Broadband wavelength converter based on segmented quasi-phase matched grating

Abstract

Broadband wavelength converters based on difference frequency generation (DFG), single-pass and double-pass cascaded second harmonic generation and difference frequency generation (SHG+DFG), single-pass and double-pass cascaded sum and difference frequency generation (SFG+DFG) are fulfilled by utilizing segmented grating structure in lithium niobate waveguide. Under the small-signal approximation, the effects of the waveguide length and the response flatness on DFG-based wavelength conversion are investigated by use of matrix operator, and then a feasible scheme to enhance the bandwidth and stability of signal and pump wave is proposed. For single-pass/double-pass SHG+DFG wavelength conversion scheme and single-pass/double-pass SFG+DFG wavelength conversion scheme, the effect of segmented grating structure on conversion bandwidth is studied theoretically and numerically, the results show that the signal conversion bandwidth can be broadened by optimizing the aperiodic grating.

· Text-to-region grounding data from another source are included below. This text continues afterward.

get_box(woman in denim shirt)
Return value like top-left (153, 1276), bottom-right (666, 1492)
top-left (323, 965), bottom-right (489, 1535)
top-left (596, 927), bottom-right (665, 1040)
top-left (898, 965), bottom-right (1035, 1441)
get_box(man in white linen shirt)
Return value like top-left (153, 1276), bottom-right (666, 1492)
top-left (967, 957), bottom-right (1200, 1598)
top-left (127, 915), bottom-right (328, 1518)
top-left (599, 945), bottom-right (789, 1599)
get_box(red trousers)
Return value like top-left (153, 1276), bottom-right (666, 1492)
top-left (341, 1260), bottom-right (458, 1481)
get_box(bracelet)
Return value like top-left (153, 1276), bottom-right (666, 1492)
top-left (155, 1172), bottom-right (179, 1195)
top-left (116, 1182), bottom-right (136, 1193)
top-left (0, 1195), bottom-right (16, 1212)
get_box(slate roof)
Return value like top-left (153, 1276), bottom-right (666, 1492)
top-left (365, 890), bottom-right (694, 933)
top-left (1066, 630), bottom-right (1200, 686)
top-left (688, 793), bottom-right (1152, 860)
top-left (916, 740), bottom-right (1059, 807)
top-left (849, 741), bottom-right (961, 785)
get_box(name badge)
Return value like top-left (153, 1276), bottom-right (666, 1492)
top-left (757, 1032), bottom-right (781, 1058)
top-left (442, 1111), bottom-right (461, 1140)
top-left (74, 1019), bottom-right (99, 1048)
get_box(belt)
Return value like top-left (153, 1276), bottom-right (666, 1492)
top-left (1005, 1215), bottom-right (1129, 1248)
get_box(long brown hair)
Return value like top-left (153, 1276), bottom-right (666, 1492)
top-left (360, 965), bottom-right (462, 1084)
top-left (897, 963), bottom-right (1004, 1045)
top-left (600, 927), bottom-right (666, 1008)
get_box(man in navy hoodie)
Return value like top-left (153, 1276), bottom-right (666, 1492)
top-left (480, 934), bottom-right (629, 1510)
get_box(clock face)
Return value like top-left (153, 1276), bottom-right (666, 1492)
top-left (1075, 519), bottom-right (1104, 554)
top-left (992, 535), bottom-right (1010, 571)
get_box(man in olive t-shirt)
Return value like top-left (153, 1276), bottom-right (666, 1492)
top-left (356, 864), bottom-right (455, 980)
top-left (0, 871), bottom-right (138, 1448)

Moreover, the influence of "balance condition" on double-pass SFG+DFG-based wavelength conversion is analyzed, one can achieve enhanced conversion efficiency and conversion bandwidth by adjusting the power and wavelengths of pump sources according to the "balance condition". In the end, a reasonable suggestion is presented to achieve broadband wavelength conversion under different requirements.